India has successfully become a GST nation. The transition to the new indirect tax regime which came into force from July 1 has been smooth, so far.It is said the Goods & Services Tax, which was in the making for over 17 years, will be good for the Indian economy. To some extent, that argument holds true.
Before GST, every state in India had its own tax structure and taxes for the same product varied from state to state. And to enforce the state-level taxes, every state had check posts along its boundaries. These checkpoints impeded the movement of goods, thus creating domestic trade barriers.
GST has changed all this and turned India into a single market. The other major change is uniform taxation across the nation as GST subsumed a long list of existing taxes. Barring these two, there are no other tangible benefits.

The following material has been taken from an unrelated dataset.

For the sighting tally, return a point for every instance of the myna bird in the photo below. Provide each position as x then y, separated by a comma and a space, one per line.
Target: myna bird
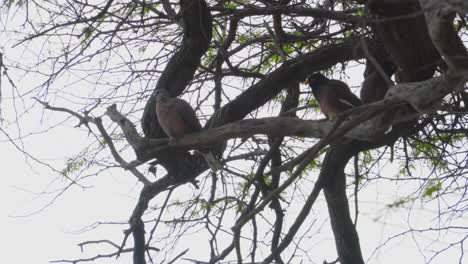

But the Narendra Modi government created much hype around GST as if the new tax regime would eliminate tax evasions and place the country in the elite league of developed nations. Union Finance Minister Arun Jaitley even exhorted Indians to think like citizens of a developed country and start paying more taxes.
Of course, Prime Minister Modi and his Cabinet colleagues are good at converting every adverse situation into a political opportunity as happened during the demonetisation drive which pushed the country into acute cash crunch for a prolonged period.
Cash crunch still haunts the nation even though major part of the note ban exercise ended six months ago. Farmers are still finding it difficult to get adequate cash from banks for their agriculture operations. Yet, the Modi government and RBI, which claimed that the demonetisation had dealt a death blow to black money menace, are yet to come out with a progress report on what the ill-advised note ban exercise has achieved.
Now, the Modi government is saying that GST will create wonders for the country by reducing tax evasion and increasing tax base. But unnecessary hype around GST is unwarranted as it has simply replaced existing taxes. Moreover, most of the new tax rates are closer to the rates existed prior to the GST launch.
Going by the past experiences such as demonetisation, it’s unlikely that tax evasion will come down in the GST era. Tax evasion is majorly linked to high tax rates. The peak rate of 28 per cent GST in India is the highest tax among all the countries which embraced this destination-based tax.
As if this hype about curbing the tax evasion is not enough, the Prime Minister went a step further and recently said GST would curb black money. It’s a known thing that high taxes and corruption are the two things that lead to the generation of black money.
Without reducing taxes drastically and eliminating corruption, there is no way black money can be curbed. Therefore, it’s time the governments at the Centre and in the States, stop creating unnecessary hype about GST rollout. That will do a lot of good to India and its economy!